Final answer:
Element voltages can be expressed as functions of node voltages using nodal analysis and Ohm's law. Ohm's law states that the voltage across a resistor equals the current times the resistance. By applying KCL and KVL, you can determine the power outputs and verify energy conservation within the circuit.
Step-by-step explanation:
Nodal Analysis and Ohm's Law in Electrical Circuits
Expressing element voltages as functions of node voltages is essential in circuit analysis. You start by applying nodal analysis to identify node voltages. After labeling the nodes as a, b, c, and d, you can apply Kirchhoff's Current Law (KCL) to express the node voltages.
With the use of Ohm's Law, which states that the voltage (V) across a resistor equals the product of the current (I) flowing through it and its resistance (R), V = IR, you can link these node voltages to the current through resistors.
For example, to express the voltage across R1 as a function of node voltages, if node a is connected to the positive terminal of the voltage source and node b is on the other side of R1, then the voltage across R1 would be Vab = Va - Vb.
In terms of Kirchhoff's Voltage Law (KVL), for loop abcda, the source voltage (Vs) contributes positively as we go from a to b, while the voltages across resistors subtract as we go from b to c, c to d, and finally, d to a.
Regarding the voltmeter points, for the voltage source (vs), you would connect the voltmeter across the terminals of the source. To measure the potential difference across each resistor, you place the voltmeter across each resistor respectively. For R2 and R3 combined, you would place the voltmeter across the points where the combination starts and ends.
To confirm Ohm's law, you observe that the current through a resistor is proportional to the voltage across the resistor and inversely proportional to its resistance. This is demonstrated by the Ohm's Law simulation, where changes in voltage and resistance impact current accordingly.
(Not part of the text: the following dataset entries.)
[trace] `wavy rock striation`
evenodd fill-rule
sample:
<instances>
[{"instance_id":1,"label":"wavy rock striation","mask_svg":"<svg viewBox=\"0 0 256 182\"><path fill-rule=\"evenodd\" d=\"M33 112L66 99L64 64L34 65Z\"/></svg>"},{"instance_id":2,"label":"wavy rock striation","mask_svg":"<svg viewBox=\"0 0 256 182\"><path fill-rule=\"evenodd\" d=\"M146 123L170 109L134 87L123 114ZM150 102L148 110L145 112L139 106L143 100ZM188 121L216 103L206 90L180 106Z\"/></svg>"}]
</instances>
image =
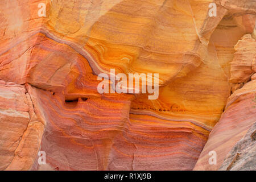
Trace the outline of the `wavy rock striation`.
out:
<instances>
[{"instance_id":1,"label":"wavy rock striation","mask_svg":"<svg viewBox=\"0 0 256 182\"><path fill-rule=\"evenodd\" d=\"M3 0L0 169L253 169L225 167L256 118L256 3L212 2ZM99 93L110 69L158 73L158 98Z\"/></svg>"}]
</instances>

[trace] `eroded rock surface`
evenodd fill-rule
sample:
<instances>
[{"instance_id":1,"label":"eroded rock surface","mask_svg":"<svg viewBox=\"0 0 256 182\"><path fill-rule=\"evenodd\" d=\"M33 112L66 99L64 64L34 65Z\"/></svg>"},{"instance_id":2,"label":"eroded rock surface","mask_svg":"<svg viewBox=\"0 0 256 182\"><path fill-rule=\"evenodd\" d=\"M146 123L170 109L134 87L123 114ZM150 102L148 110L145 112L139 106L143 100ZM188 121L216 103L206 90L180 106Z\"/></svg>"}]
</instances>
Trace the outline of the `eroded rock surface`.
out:
<instances>
[{"instance_id":1,"label":"eroded rock surface","mask_svg":"<svg viewBox=\"0 0 256 182\"><path fill-rule=\"evenodd\" d=\"M2 1L0 169L219 169L256 120L255 6ZM158 73L158 99L100 94L97 75L110 69Z\"/></svg>"}]
</instances>

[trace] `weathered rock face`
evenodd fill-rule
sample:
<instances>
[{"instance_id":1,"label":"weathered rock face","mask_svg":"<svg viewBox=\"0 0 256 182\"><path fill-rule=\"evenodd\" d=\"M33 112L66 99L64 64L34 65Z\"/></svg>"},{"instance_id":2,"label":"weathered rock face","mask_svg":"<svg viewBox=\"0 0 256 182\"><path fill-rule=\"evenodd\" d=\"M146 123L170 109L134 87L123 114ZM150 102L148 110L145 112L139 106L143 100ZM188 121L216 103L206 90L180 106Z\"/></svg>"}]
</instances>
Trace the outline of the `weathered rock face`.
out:
<instances>
[{"instance_id":1,"label":"weathered rock face","mask_svg":"<svg viewBox=\"0 0 256 182\"><path fill-rule=\"evenodd\" d=\"M254 1L2 1L0 169L254 169ZM158 98L100 93L110 69Z\"/></svg>"},{"instance_id":2,"label":"weathered rock face","mask_svg":"<svg viewBox=\"0 0 256 182\"><path fill-rule=\"evenodd\" d=\"M249 139L250 135L254 137L256 123L256 80L250 81L255 73L253 67L256 41L250 34L245 35L234 49L230 81L240 86L233 87L235 91L228 99L225 111L210 133L195 170L256 169L255 143L253 139L251 143ZM212 151L217 154L215 165L208 162L208 154Z\"/></svg>"}]
</instances>

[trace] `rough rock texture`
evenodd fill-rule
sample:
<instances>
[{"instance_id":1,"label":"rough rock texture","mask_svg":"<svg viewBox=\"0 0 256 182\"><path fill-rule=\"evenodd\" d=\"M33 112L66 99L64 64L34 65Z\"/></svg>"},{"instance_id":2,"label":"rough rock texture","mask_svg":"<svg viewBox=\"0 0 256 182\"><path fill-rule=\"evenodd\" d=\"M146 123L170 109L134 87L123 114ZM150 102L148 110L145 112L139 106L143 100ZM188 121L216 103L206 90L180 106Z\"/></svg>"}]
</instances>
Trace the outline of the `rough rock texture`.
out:
<instances>
[{"instance_id":1,"label":"rough rock texture","mask_svg":"<svg viewBox=\"0 0 256 182\"><path fill-rule=\"evenodd\" d=\"M245 44L244 46L242 46L243 44ZM253 46L250 44L253 44ZM252 48L253 53L251 54L250 53L250 50ZM255 73L253 63L255 59L254 56L256 50L256 42L251 38L250 35L246 35L238 41L234 49L235 56L231 62L231 71L233 71L230 73L230 77L234 78L230 78L230 81L234 84L241 84L240 86L241 88L236 88L236 90L228 98L225 111L211 131L195 167L195 170L216 170L221 166L220 169L222 170L256 170L255 159L253 154L255 152L255 147L253 143L251 148L247 146L250 144L246 144L249 136L245 135L246 133L254 132L247 130L251 125L254 126L256 123L256 80L250 81L243 85L244 82L249 81L250 76ZM240 58L238 57L239 56ZM238 60L240 61L238 61ZM237 71L234 71L236 68L237 68ZM233 89L235 90L234 87ZM240 140L241 140L238 142ZM245 149L244 147L250 148ZM241 155L239 154L240 152L237 151L238 156L234 156L234 152L240 150L237 148L245 151L241 151L243 153ZM251 150L250 156L249 156L249 154L247 152L249 152L246 151L246 150ZM208 154L211 151L216 152L216 164L210 165L208 162ZM228 154L229 153L231 154ZM232 157L239 158L240 164L237 164L237 167L233 166L234 161L230 161ZM228 159L224 161L226 158Z\"/></svg>"},{"instance_id":2,"label":"rough rock texture","mask_svg":"<svg viewBox=\"0 0 256 182\"><path fill-rule=\"evenodd\" d=\"M0 169L219 169L256 121L255 14L254 0L2 0ZM110 69L159 73L158 98L100 94Z\"/></svg>"},{"instance_id":3,"label":"rough rock texture","mask_svg":"<svg viewBox=\"0 0 256 182\"><path fill-rule=\"evenodd\" d=\"M234 146L223 162L220 170L256 169L256 122L245 136Z\"/></svg>"}]
</instances>

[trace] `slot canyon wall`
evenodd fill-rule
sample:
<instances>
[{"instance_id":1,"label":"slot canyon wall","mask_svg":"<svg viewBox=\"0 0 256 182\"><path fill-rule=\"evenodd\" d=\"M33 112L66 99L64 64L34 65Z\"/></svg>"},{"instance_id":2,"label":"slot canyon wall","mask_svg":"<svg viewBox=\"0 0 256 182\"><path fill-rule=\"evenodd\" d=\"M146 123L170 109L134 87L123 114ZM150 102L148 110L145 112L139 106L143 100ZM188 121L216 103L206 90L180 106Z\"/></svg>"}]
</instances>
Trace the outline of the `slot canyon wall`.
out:
<instances>
[{"instance_id":1,"label":"slot canyon wall","mask_svg":"<svg viewBox=\"0 0 256 182\"><path fill-rule=\"evenodd\" d=\"M256 170L255 0L0 2L0 170Z\"/></svg>"}]
</instances>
Lastly, the conservation of energy in a circuit can be explored by calculating the output power of the voltage source and each resistor. This is done by using the formula Power (P) = V * I, where V is the voltage across the element and I is the current through it. Any discrepancy between the theoretical and measured current through a resistor, as in the lab scenario provided, could be attributed to practical factors such as measurement error or real-world deviations from ideal circuit conditions.